Exchange of fire: Miftah says budget isn't sustainable, Dar ridicules default mongers
Finance minister says Pakistan won't default by September or December
KARACHI/ISLAMABAD (Web Desk) – Finance Minister Ishaq Dar on late Friday said those behind the running the “Reimagining Pakistan” movement should stop frightening the people with the notion that the country would soon default, just hours after Miftah Ismail claimed that the budget was not sustainable.
It is the latest indirect exchange of fire between the current and the former finance ministers who belonged to same ruling party – PML-N – but have completely opposite views on how the economy should be run.
Dar was expressing his views during an interview during which he defended his policies and the next year’s budget he tabled in the National Assembly earlier in the day.
He said Pakistan would neither default by September or December – a clear reference to the dates given by Miftah who has been a great advocate of accepting all the conditions set by IMF (International Monetary Fund) and also of free market with very little government regulation, including the dollar exchange rate.
On the other hand, Miftah, in his comments, said the budget was not sustainable because of the way the government was increasing taxes and giving money to the provinces – again showing his anti-18 Amendment stance which is creating resentment among the smaller provinces.
Miftah, who faced severe backlash from within his own party and ultimately resulted in his removal from the cabinet for increasing the utilities prices, was also critical of the government for the 30-35 per cent increase the salaries of government officials.

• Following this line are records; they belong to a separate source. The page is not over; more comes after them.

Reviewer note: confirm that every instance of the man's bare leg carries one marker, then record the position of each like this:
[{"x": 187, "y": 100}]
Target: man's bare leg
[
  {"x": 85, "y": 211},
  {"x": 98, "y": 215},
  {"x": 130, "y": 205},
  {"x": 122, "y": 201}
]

Soon after losing his position as the country’s finance minister, Miftah has been blasting his own party’s government, which has naturally resulted in a very clear response.
That’s why Defence Minister Khawaja Asif had recently urged Miftah to stop public criticism on the government economic policies and reminded him that the PML-N had twice entrusted him with the finance ministry.
While acknowledging that Miftah’s right to be upset over his removal from the ministry, he argued that targeting the party had no justification.